With struggle the focal point of the game, the next question becomes how deeply Foddy means to relate it to our everyday lives. Many have made arguments in favor of it being just a general struggle, the feeling of meeting an obstacle and trying to hurdle over it. And for the general population, it’s a fair analysis. Everyone knows what it’s like to fail, what it’s like to keep attack a problem and finding no solution for ages. The stronger argument, both through the evidence and through the emotional power, lies with the struggle of living with a handicap.

Like the character you play, you start off with a disadvantage that very few share with you. As a result of that disadvantage, you have to find alternative ways to overcome the simplest obstacles. Every day is an awkward stumble to the goals you set, and just the slightest misstep can set you back greatly, if not at the very beginning of your problem. For me, depression resonates in this message very strongly. With depression, being happy or content is awkward. Even finding the motivation to wake up and get out of bed can become awkward. And as the world moves faster, it is very easy to feel like you get left behind due to your handicap.

Sometimes, as with the trackpad tuning, there are secret solutions that don’t solve the problem but instead make it just a touch easier.

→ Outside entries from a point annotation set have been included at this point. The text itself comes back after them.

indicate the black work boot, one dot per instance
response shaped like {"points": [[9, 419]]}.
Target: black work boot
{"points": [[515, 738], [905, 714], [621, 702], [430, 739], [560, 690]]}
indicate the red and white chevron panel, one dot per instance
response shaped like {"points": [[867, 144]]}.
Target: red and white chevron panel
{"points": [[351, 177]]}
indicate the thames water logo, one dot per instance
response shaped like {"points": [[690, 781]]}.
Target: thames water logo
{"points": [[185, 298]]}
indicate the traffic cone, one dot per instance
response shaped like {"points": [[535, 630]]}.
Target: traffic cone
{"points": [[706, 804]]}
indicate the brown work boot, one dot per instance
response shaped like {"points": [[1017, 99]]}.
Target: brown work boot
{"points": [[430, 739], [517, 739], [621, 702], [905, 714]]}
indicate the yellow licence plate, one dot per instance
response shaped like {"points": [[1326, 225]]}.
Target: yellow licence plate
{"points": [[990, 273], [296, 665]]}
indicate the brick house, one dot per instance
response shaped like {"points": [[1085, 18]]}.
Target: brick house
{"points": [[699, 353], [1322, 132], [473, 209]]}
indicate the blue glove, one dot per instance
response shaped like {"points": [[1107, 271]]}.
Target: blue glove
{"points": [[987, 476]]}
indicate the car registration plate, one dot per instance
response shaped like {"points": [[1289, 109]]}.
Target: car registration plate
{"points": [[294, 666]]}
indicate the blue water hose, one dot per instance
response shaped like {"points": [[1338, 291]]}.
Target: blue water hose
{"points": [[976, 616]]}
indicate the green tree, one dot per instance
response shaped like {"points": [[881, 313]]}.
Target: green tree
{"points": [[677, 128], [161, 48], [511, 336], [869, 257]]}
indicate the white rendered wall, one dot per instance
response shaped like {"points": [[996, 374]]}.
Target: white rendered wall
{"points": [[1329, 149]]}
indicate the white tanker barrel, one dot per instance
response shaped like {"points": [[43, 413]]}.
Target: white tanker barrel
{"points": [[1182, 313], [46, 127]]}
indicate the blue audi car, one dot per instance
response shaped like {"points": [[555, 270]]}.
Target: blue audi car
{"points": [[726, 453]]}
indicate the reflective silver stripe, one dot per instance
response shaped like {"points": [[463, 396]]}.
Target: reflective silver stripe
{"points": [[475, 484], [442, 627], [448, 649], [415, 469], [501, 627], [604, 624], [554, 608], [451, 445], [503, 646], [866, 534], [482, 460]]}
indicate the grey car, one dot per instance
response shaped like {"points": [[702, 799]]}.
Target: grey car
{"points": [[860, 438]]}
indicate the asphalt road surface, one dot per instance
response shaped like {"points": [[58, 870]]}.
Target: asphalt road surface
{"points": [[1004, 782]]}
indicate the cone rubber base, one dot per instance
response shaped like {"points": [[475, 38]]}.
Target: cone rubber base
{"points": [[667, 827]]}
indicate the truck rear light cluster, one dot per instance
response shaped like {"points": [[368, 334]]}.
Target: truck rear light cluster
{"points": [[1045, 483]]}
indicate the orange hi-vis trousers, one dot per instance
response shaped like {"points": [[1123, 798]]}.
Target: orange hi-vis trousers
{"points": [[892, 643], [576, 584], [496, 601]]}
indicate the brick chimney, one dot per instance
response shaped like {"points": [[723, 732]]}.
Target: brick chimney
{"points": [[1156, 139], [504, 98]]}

Medication, light boxes, sleeping with no artificial light, exercise. The list can go on and on, and with that comes the effort of trying to find the one that works best for you. Sometimes, one solution isn’t enough. Sometimes that solution works for a little bit, but then becomes an obstacle itself as time moves forward. So you end up progressing slower through life than those around you. But with persistence and pacing, you can get over anything.

Foddy isn’t trying to show the world how to think. He isn’t trying to save the world from its descent into toxic perfectionism. What he does intend to teach, besides the pain of struggling, is that we should never give up. Just because we can’t tackle the game in one sitting doesn’t mean we’ll never be able to win. Just because we have a depressive episode doesn’t mean we’re set up to fail for the rest of our lives. So long as we allow ourselves a break from the frustration, and so long as we pick it right back up, success is right there waiting to reward us. It just requires a patience that games once taught; a patience Foddy seeks to reintroduce back into games.